In Australia most of the narrative on the housing affordability crisis is around lack of supply and nimbyism. In the meantime Melbourne has dropped to 4th most expensive city in the country and becoming more affordable. Most likely reason - land tax change in that state which is turning off accumulating multiple properties through investment and investors turning to other states where prices are still going up. So, while supply is relevant, I would say it is investor demand that is driving prices up.
This reverses causation. Investors are involved because prices are going up, not the other way around.
"Investors buying up housing" is a common explanation alongside "short term rentals taking over" but neither make up a large enough portion of the demand to explain prices.
In a feedback loop, every element in the loop is both a cause and an effect. The way to stop the feedback is to shift one or more relationships in the loop.

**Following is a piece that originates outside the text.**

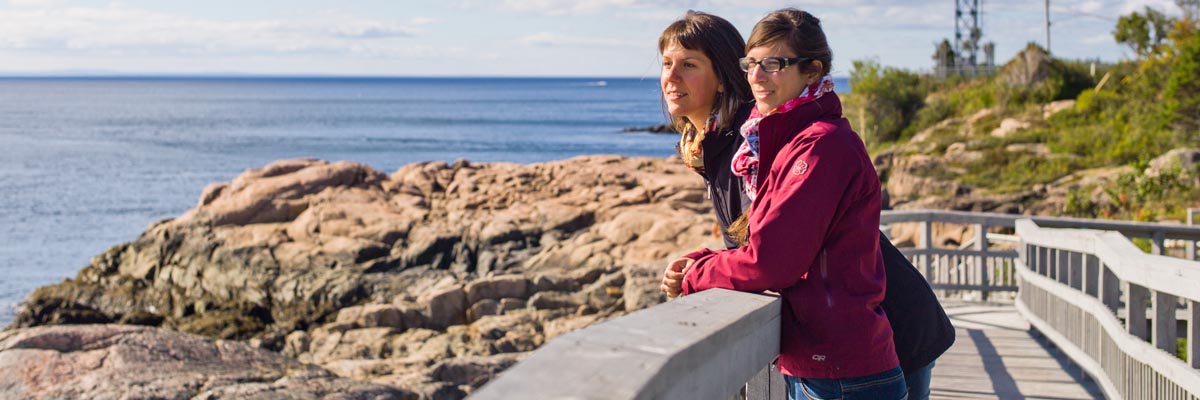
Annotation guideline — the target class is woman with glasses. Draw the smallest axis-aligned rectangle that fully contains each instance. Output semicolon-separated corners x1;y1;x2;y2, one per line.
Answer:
659;7;954;400
660;8;912;399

If you are lucky there can sometimes be arranged some convenient control elements- but in many difficult problems a lever that you can pull that only affects that one thing doesn't exist. You have choices of levers that affect a multitude of things, maybe many of which go counter to the desired independent effect
It’s not a coincidence that many abundists see nothing wrong with rent-seeking. They’re incentivized by it. Rent-seeking has corrupted market forces. Mao 2.0 will arrive eventually.
I don't know what's so hard to understand about the idea that prices are high because the people who have the most influence over the prices want the prices high.